Neuronal growth and differentiation programs are determined by transcription factors, some of which are controlled by Erk1/2. The best studied Erk signaling cascade involves recruitment of Ras following receptor tyrosine kinase autophosphorylation and tyrosine phosphorylation of adaptor proteins. Activated Ras subsequently engages Raf and MEK1/2 kinases, resulting in phosphorylation/activation of Erk1/2 (Kolch 2000). These studies investigated the ability of GM1 to activate Erk1/2 in brain slices in situ, characterized the response and attempted to decipher the components of the GM1 signaling cascade.

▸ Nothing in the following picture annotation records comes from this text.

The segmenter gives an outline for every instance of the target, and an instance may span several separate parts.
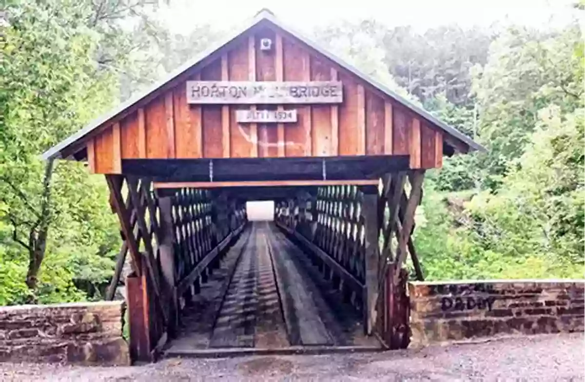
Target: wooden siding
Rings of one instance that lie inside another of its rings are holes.
[[[119,173],[130,159],[254,158],[410,155],[411,168],[442,165],[443,133],[276,27],[242,36],[188,71],[148,103],[111,121],[87,143],[92,172]],[[269,51],[260,39],[273,41]],[[332,105],[189,105],[187,80],[329,81],[343,82],[343,102]],[[239,123],[238,109],[296,109],[298,121]]]

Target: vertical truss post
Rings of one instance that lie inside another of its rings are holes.
[[[364,309],[364,329],[371,335],[376,321],[378,299],[378,266],[380,262],[380,226],[378,219],[378,190],[374,187],[362,188],[363,199],[362,214],[365,229],[365,284],[363,299]]]

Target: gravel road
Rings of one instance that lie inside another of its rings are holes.
[[[585,378],[583,333],[376,353],[170,359],[123,367],[0,363],[2,381],[467,381]]]

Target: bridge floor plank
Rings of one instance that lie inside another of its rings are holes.
[[[298,247],[274,224],[250,225],[184,311],[167,355],[226,349],[379,347]]]

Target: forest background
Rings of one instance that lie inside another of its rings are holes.
[[[39,154],[206,49],[152,0],[0,6],[0,305],[98,300],[121,245],[103,177]],[[576,2],[576,14],[585,3]],[[582,18],[582,15],[578,17]],[[316,41],[488,149],[431,171],[415,243],[427,280],[582,278],[584,47],[561,26],[433,27],[374,19]]]

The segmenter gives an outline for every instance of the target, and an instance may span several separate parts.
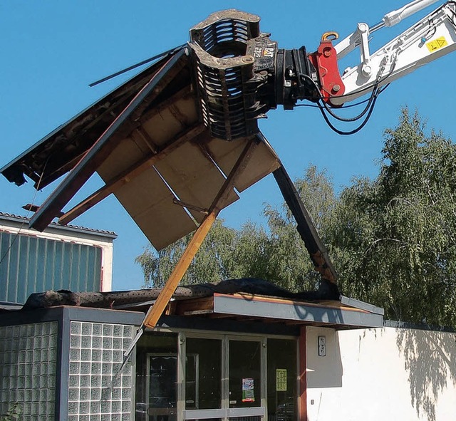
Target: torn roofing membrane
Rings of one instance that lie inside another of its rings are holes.
[[[216,203],[247,145],[255,147],[234,186]],[[59,219],[66,224],[113,194],[160,250],[193,232],[280,167],[261,135],[227,142],[211,136],[198,115],[187,48],[168,54],[60,126],[0,172],[41,189],[66,176],[31,219],[43,230],[98,172],[105,185]]]

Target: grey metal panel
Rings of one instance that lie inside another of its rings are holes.
[[[0,301],[47,290],[99,291],[101,249],[0,231]]]
[[[65,308],[71,321],[110,323],[139,326],[144,319],[144,313],[125,311],[125,310],[108,310],[83,307]]]
[[[59,345],[58,348],[57,384],[56,385],[56,414],[59,420],[68,420],[68,361],[70,360],[70,318],[68,311],[63,309],[58,321]]]
[[[256,333],[258,335],[286,335],[299,336],[299,326],[261,321],[239,321],[229,319],[162,316],[157,326],[163,328]]]
[[[303,303],[280,303],[242,298],[229,296],[214,296],[214,313],[264,317],[306,323],[346,326],[382,327],[383,318],[379,314],[316,306]]]
[[[264,407],[246,408],[223,408],[215,410],[187,410],[182,411],[184,420],[207,420],[208,418],[230,418],[234,417],[264,417]]]

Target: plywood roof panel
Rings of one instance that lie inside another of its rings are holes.
[[[223,186],[225,177],[197,145],[184,143],[156,165],[179,199],[191,205],[189,211],[201,222],[204,214],[192,207],[207,209]],[[232,189],[224,206],[239,199]]]
[[[157,250],[192,232],[197,225],[153,167],[119,189],[115,197]]]

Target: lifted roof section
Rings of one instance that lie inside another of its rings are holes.
[[[160,250],[195,230],[246,147],[256,144],[220,210],[280,167],[261,134],[227,142],[200,123],[187,47],[178,48],[21,154],[0,172],[41,189],[66,176],[31,218],[68,224],[113,194]],[[97,172],[105,185],[63,210]]]

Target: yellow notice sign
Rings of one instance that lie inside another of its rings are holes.
[[[440,48],[442,48],[442,47],[445,47],[447,45],[448,45],[448,43],[447,42],[447,40],[445,38],[445,36],[440,36],[440,38],[437,38],[437,39],[429,41],[428,43],[426,43],[426,46],[428,47],[428,49],[431,53],[433,53],[436,50],[439,50]]]
[[[276,370],[276,390],[277,392],[286,392],[286,369]]]

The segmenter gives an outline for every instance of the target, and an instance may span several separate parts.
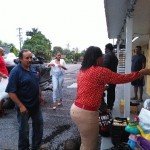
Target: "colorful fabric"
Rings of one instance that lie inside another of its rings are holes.
[[[118,74],[105,67],[90,67],[79,71],[77,78],[76,101],[91,107],[100,107],[105,84],[127,83],[139,78],[141,74],[134,72],[131,74]]]
[[[2,56],[0,56],[0,72],[8,76],[6,64]]]

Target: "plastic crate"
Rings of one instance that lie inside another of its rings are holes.
[[[114,124],[114,120],[118,120],[118,125]],[[110,125],[110,137],[113,145],[119,145],[122,142],[127,142],[129,134],[125,131],[127,118],[115,118]]]

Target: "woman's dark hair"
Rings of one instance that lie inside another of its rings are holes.
[[[105,49],[109,49],[110,51],[113,51],[114,47],[111,43],[108,43],[105,45]]]
[[[19,52],[19,59],[22,59],[23,58],[23,53],[24,52],[28,52],[29,50],[28,49],[23,49]]]
[[[101,57],[102,51],[99,47],[90,46],[87,48],[81,64],[81,70],[86,70],[91,66],[97,66],[97,58]]]

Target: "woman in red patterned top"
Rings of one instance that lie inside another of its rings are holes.
[[[4,49],[2,47],[0,47],[0,76],[3,78],[7,78],[8,71],[6,68],[6,64],[5,64],[3,55],[4,55]]]
[[[77,78],[77,96],[71,106],[70,115],[81,136],[80,150],[98,148],[98,109],[106,84],[131,82],[143,75],[150,75],[150,69],[130,74],[118,74],[102,67],[103,54],[100,48],[90,46],[84,55]]]

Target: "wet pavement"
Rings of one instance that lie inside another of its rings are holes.
[[[42,106],[44,118],[44,135],[43,145],[47,150],[63,150],[63,144],[67,139],[79,137],[78,130],[72,122],[69,110],[76,95],[76,88],[67,88],[76,82],[76,73],[80,64],[67,65],[64,80],[64,99],[63,106],[53,110],[50,106],[52,103],[52,92],[43,92],[45,103]],[[30,137],[32,132],[31,120]],[[18,123],[14,109],[7,110],[7,115],[0,118],[0,150],[17,150],[18,143]]]

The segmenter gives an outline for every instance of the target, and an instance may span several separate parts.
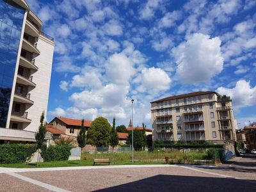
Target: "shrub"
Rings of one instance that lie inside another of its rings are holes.
[[[0,163],[25,163],[36,150],[36,144],[0,145]]]
[[[44,161],[67,161],[71,154],[70,145],[50,145],[47,148],[44,145],[42,149]]]

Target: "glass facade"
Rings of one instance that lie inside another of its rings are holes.
[[[25,10],[0,0],[0,127],[5,127]]]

GM1 and NGF induce phosphorylation and activation of Erk1 and Erk2 in brain slices

Incubation of slices prepared from striatum, frontal cortex and hippocampus with GM1 or NGF increased the phosphorylation of Erk1 and Erk2 estimated by western blot using antiactive Erk antibodies (Tables 4 and 4a). In vitro kinase assays performed in stiatal slices demonstrated that the GM1- and NGF-induced phosphorylation of Erk1 and Erk2 was accompanied by increased activity of the kinases using MBP as substrate (Table 4b). In general, the pErk2 response was greater than that of Erk1 in all brain regions, and the effect of GM1 was equivalent to that of NGF; except in hippocampus where NGF elicited a more robust response. For the studies to follow, we employed in vitro kinase assays to characterize the effect of GM1 on the activity of Erk1/2 in striatal slices.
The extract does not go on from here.